The study showed that bacterial signals across biofilms affected by surface structure

Similar to the way cells within human tissues communicate and work together as a whole, bacteria are also able to communicate with each other through chemical signals, a behavior known as quorum signaling (QS). These chemical signals are spread across a biomembrane in which colonies of bacteria form after they reach a certain density, and are used to help the colonies forage for food, as well as to defend against threats, such as antibiotics.

“QS helps them build infrastructure around them, like a city,” described Dharmesh Parmar, Postdoctoral Researcher in Jonathan Swedler Lab (CABBI/BSD/MMG), James R. Eiszner Family Endowed Chair in the Chemistry Department. “Biofilms have channels that allow nutrients and information to pass through in the form of chemical signals. They also allow for cross-talk between colonies if there is a threat or stress in the environment.”

Biofilm formation and subsequent antibiotic resistance can be especially dangerous for people who are immunocompromised or have diseases such as cystic fibrosis (CF), which stagnates a surface of mucus inside the lungs that bacteria can attach to more easily. To better understand the surface factors that influence or inhibit biofilm formation in the presence of antibiotics, researchers from Sweedler’s lab at the University of Illinois Urbana-Champaign, along with collaborators at the University of Notre Dame, measured the rate of biofilm formation via QS in bacteria normally acquired in infections. Hospitals, Pseudomonas aeruginosa.
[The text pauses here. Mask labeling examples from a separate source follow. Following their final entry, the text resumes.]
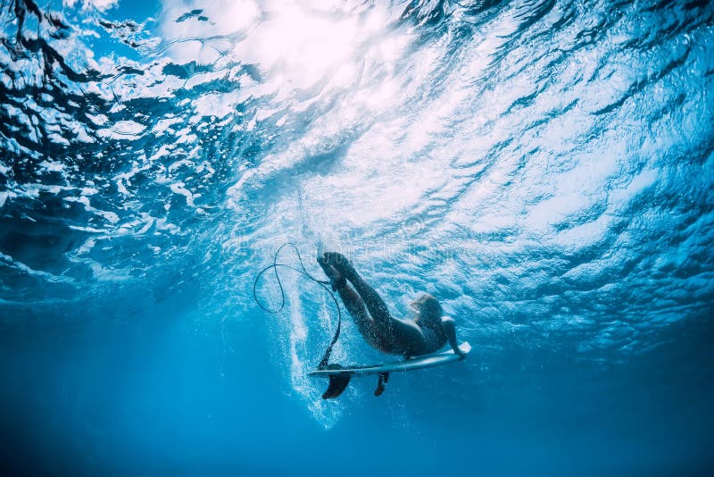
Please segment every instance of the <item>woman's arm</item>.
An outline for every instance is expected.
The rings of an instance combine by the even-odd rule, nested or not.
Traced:
[[[442,316],[441,325],[444,328],[444,332],[446,333],[446,338],[449,339],[449,344],[453,348],[453,352],[463,357],[466,353],[459,348],[459,343],[456,341],[456,322],[451,316]]]

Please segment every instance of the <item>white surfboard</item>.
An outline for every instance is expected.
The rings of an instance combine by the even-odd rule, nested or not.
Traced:
[[[471,351],[471,345],[468,342],[459,345],[459,349],[465,354]],[[460,356],[453,352],[453,349],[436,353],[435,355],[426,355],[415,356],[411,359],[387,363],[386,364],[371,364],[367,366],[345,366],[340,369],[316,370],[307,373],[308,376],[329,378],[330,376],[369,376],[371,374],[381,374],[384,372],[396,372],[401,371],[412,371],[416,369],[430,368],[445,364],[452,361],[460,361],[463,356]]]

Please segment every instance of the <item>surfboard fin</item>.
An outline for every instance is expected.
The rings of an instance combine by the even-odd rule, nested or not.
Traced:
[[[332,399],[334,398],[337,398],[345,391],[345,389],[347,389],[347,385],[350,383],[351,378],[352,376],[349,374],[333,374],[330,376],[328,390],[322,394],[322,398]]]
[[[388,372],[380,372],[379,378],[377,381],[377,389],[374,390],[375,396],[381,396],[385,392],[385,384],[389,381]]]

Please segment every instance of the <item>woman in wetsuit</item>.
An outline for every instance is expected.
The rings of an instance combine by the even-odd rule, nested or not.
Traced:
[[[413,319],[394,318],[379,294],[362,280],[345,255],[327,252],[318,256],[318,263],[372,347],[410,357],[438,351],[448,341],[454,353],[463,356],[456,342],[453,318],[444,316],[441,305],[428,293],[410,304],[415,313]]]

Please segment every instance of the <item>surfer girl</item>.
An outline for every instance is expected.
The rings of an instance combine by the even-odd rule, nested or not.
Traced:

P. aeruginosa rapidly forms biofilms on a variety of surfaces, hastening when colonies begin to communicate with QS, and making antibiotic treatment difficult. In addition, P. aeruginosa can vary in the thickness of the biofilm it produces. The “mucosal” strain produces a thicker biofilm than the non-mucosal strain, and is often associated with infection in patients with cystic fibrosis, an inherited condition that increases mucus stickiness and accumulation in the lungs.

In the study, both strains were grown on fabricated surfaces that varied in structure, one being uniform or “unformed,” the other “patterned” with blocky clumps. The researchers then measured how quickly the colonies were able to initiate communication with the QS while they were growing either in the presence of antibiotics or not. QS was detected using mass spectrometry and Raman imaging, which measures the presence of signaling molecules associated with behavior.

The first thing the researchers noticed was that the antibiotics slowed the growth of biofilms and the production of QS molecules across strains and types of structures. Next, the researchers found that surface type had a significant effect on the non-mucous strain, as the patterned structure was associated with a longer latency before expression of QS molecules peaked. This was not the case for the thick mucous strain.

“While the effect of antibiotics slowing biofilm growth did not surprise us, the significant and differential effect on surface structure was striking,” Swedler said.

“In the non-mucosal strain, the surface pattern had a significant effect on QS signal properties,” Parmar added. “In the case of the mucosa, the surface composition had very little effect on its metabolic signatures.”

The researchers also discovered how the distribution of QS signaling molecules varied across different parts of the biofilm when grown on a flat surface and exposed to antibiotics. Samples were taken from “static biofilms”, in which the biofilm adheres to the surface, “supernatants” or liquid culture medium, and “granular biofilms”, which form on top of the liquid medium and interact with air.

The researchers found that the supernatant and the biofilm contain signaling molecules associated with stress response, while the static biofilms do not. Researchers believe this is because the liquid component of the biofilm is what allows bacteria to float along and start new colonies elsewhere, but in the process bacteria are also exposed to threatening situations, such as the presence of antibiotics.

By comparing the behavior of QS during biofilm growth across these different treatments, researchers can better understand how and what type of molecules this type of bacteria uses, and gain new insights into bacterial growth.

“P. aeruginosa biofilm is very challenging to eradicate using currently available antibiotics, and so our aim for this study was to understand the factors governing the growth and stability of these biofilms, and how bacteria escape from these biofilm structures to colonize new sites,” Parmar explained.

“The chemically informative methods and analytical techniques we used allowed us to probe these complex molecular events related to biofilm formation across space and time,” Swedler explained.

The team says the next step is to use these improved analytical techniques to measure QS signals on lung slices from mice, rather than on fabricated structures like those used in the current study. Because Plasmodium aeruginosa is often associated with infections in the lungs of cystic fibrosis patients, understanding how it forms biofilms in the lungs can help scientists design ways to slow or prevent the growth of the bacteria in these patients.

Parmar described one potential future application could be engineering the surfaces of medical devices to deter bacterial adhesion and biofilm formation. These results can also be used to help prevent biofouling, which is when bacteria spoil or degrade biological products and surfaces.

The paper was published in ACS Infectious Diseases.